Pin This Recipe For Later! Share The Yum On Facebook Print
Prep Time: 20 minutes
Cook Time: 20 minutes
Total Time: 40 minutes
Servings: 6

Ingredients
 

Main Recipe

  • 2 cups cooked shredded chicken
  • 10.75 ounces cream of chicken soup
  • 3/4 cup sour cream
  • 1 1/2 teaspoons Dijon mustard
  • 12 ounces frozen peas and carrots thawed
  • 1 1/2 tablespoons unsalted butter
  • 1/2 medium onion diced
  • 2 cloves garlic minced
  • 12 ounces dried egg noodles
  • 1 1/2 teaspoons salt
  • 3/4 teaspoon black pepper
  • 1 tablespoon fresh parsley, chopped optional, for garnish

Instructions

Preparation Steps

  • Heat oven to 350°F and lightly grease a 9x13-inch baking dish; set a rack in the center.
  • In a large skillet over medium heat, melt the butter. Add the diced onion and cook until translucent and lightly softened, about 4 minutes. Stir in the minced garlic and cook 30–45 seconds until fragrant.
  • Reduce heat to medium-low.

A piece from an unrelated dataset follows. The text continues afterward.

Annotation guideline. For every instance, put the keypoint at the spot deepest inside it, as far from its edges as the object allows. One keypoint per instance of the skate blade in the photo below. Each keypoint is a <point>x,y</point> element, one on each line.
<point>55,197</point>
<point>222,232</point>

Whisk the cream of chicken soup, sour cream, and Dijon into the skillet and warm 2 minutes to loosen and combine. Remove from heat.
  • Meanwhile, bring a large pot of salted water to a boil. Cook the egg noodles 1 minute less than package directions for al dente. Drain well.
  • In a large mixing bowl, combine the shredded chicken and thawed peas and carrots. Add the drained noodles, then season with the salt and black pepper.
  • Pour the warm creamy mixture over the bowl and gently fold until everything is evenly coated. Let stand 2 minutes to thicken slightly.
  • Spread the mixture into the prepared baking dish. Cover loosely with foil and bake for 12 minutes. Uncover and bake 5–8 minutes more, until hot and bubbling at the edges.
  • Rest 5 minutes before serving. Garnish with chopped parsley, if using.

Notes

For the creamiest texture, slightly undercook the noodles and let the casserole rest a few minutes after baking so the sauce sets.
This recipe was developed for this post and tested for texture and flavor.